Data has an increasing role to play in helping companies confront the array of global challenges, says Yu-wang Chen.
Decision-making is obviously a huge part of all of our lives. You decide which product you are going to buy in a supermarket, whether you will have a new vaccine, or maybe how you allocate tasks to members of your team at work.
Some decisions are clearly more important than others. As recent weeks have amply demonstrated, if you are Prime Minister or Chancellor then the decisions you take can have huge consequences.
But for the rest of us there can also be huge variations in terms of the importance of the decisions we make. To quote the earlier example, there is a huge difference between deciding whether to be vaccinated or buy a soft drink.
Decision-making in business
Making decisions in business and management can be particularly challenging and are often bounded by resources, information, personal experiences and subjective knowledge.
There are a number of specific challenges. Firstly, the decision often involves different forms of uncertainty and unknown outcomes, and can also be based on incomplete knowledge and limited information.
Secondly, many problems require business leaders to make trade-offs between multiple criteria, such as balancing return and risk in investment decision-making. Indeed, multiple criteria decision-making, known as MCDM, is a widely studied field in the discipline of management science and operations research.
And thirdly, when making decisions it is also essential to take into consideration human factors and make good use of prior knowledge from key stakeholders.
Data driven decision-making
The effective use of data can help overcome many of these challenges. For instance, a recent IBM survey found that more than half of business leaders need better data to make more efficient and informed decisions.
Indeed, in recent years data-driven decision making (DDDM) has become widely accepted as fundamental to improving the situation of decision-making in business and management. Put simply, it promotes the use of data science and Artificial Intelligence (AI) techniques to support decision-making and validate alternative courses of action before a business makes specific commitments.
Responding to challenges
There are tangible benefits for businesses to practice DDDM, in terms of improving the decision-making process and decision outcomes.
Importantly, it allows business leaders to respond more efficiently to the increasingly uncertain and changing environment we are all experiencing. Challenges such as the Covid-19 pandemic, climate change and geopolitical issues have all made decision-making even harder.
For example, in the retail industry huge volumes of operational data - such as marketing data, sales, transactions, customer services and finance data - can be used for implementing customer analytics to better understand how the pandemic has changed customers’ purchasing behaviours.

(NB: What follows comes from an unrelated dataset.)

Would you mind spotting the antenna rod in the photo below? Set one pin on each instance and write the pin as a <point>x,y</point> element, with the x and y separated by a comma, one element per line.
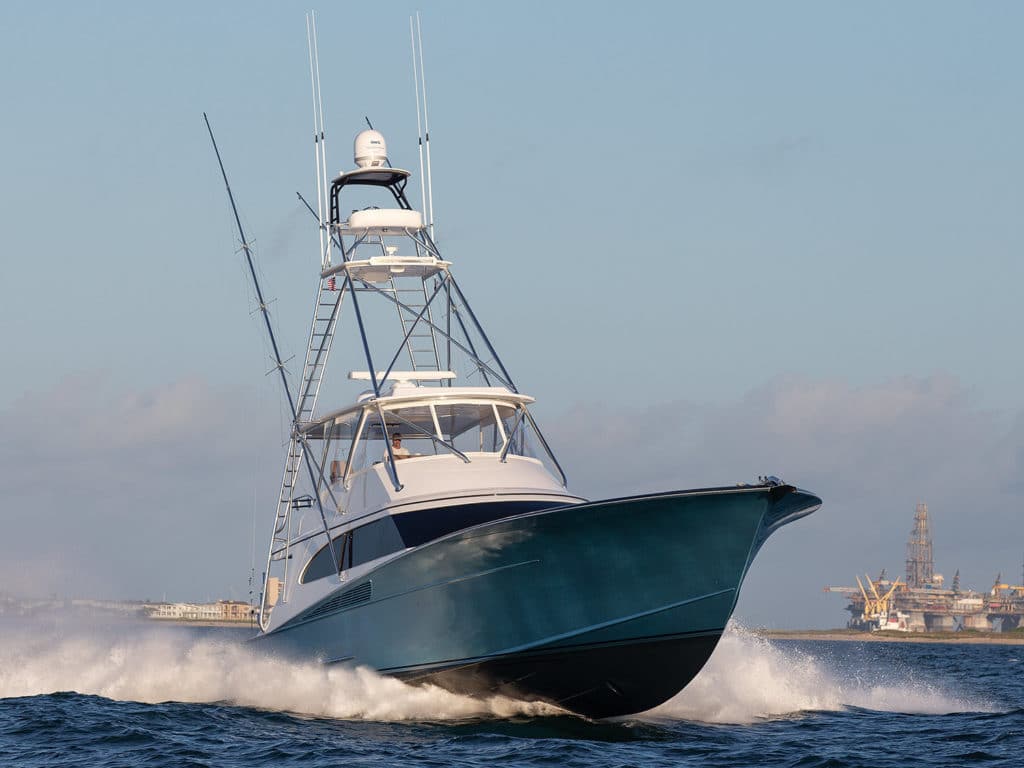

In the telecommunication sector, customers’ socio-demographic information, billing and payment data, complaints and even geographical factors can be combined together to predict customer churn and support decisions on customer retention.
Case studies
In our Knowledge Transfer Partnership (KTP) with Connect Childcare, a nursery management software provider in the UK, data-driven models were developed to enable the company and its clients to respond promptly to changes in childcare policy and market conditions. It also contributed to government policy discussions by utilising data analytics to inform the decision-making process.
In another example, the primary objective of our ongoing KTP project with Forensic Testing Service, a leading drug and alcohol testing laboratory, is to develop data-driven AI tools which can make more accurate drug and alcohol misuse recommendations for courts.
A key driver in this case is that in digital forensics it becomes difficult for the human overseeing the decisions to understand all the information and make effective use of heterogeneous data from various sources.
Research and teaching
Myself and colleagues in the Decision and Cognitive Science Research Centre at AMBS are continuing to research how we can extend the boundaries of decision sciences in the digital age.
For instance, one of our research themes is combining data as inputs to machine learning and AI models with decision makers’ knowledge to support reliable and informed business decision-making.
Ensuring that the next generation of business leaders use data effectively is also paramount. That is precisely why our MSc Business Analytics programme is designed to teach students fundamental theories, approaches and analytical toolkits of data analytics, decision sciences, applied operational research and statistics.
The programme has been ranked second in the UK for four consecutive years by the QS Business Masters Rankings and the undergraduate course unit of Business Data Analytics which I co-ordinate attracts wide interest from students across multiple programmes.
This only further shows how developing data and digital skills are now regarded as increasingly important for all of us as we continue to make our daily decisions.
Yu-wang Chen is a Professor in Decision Sciences and Business Analytics.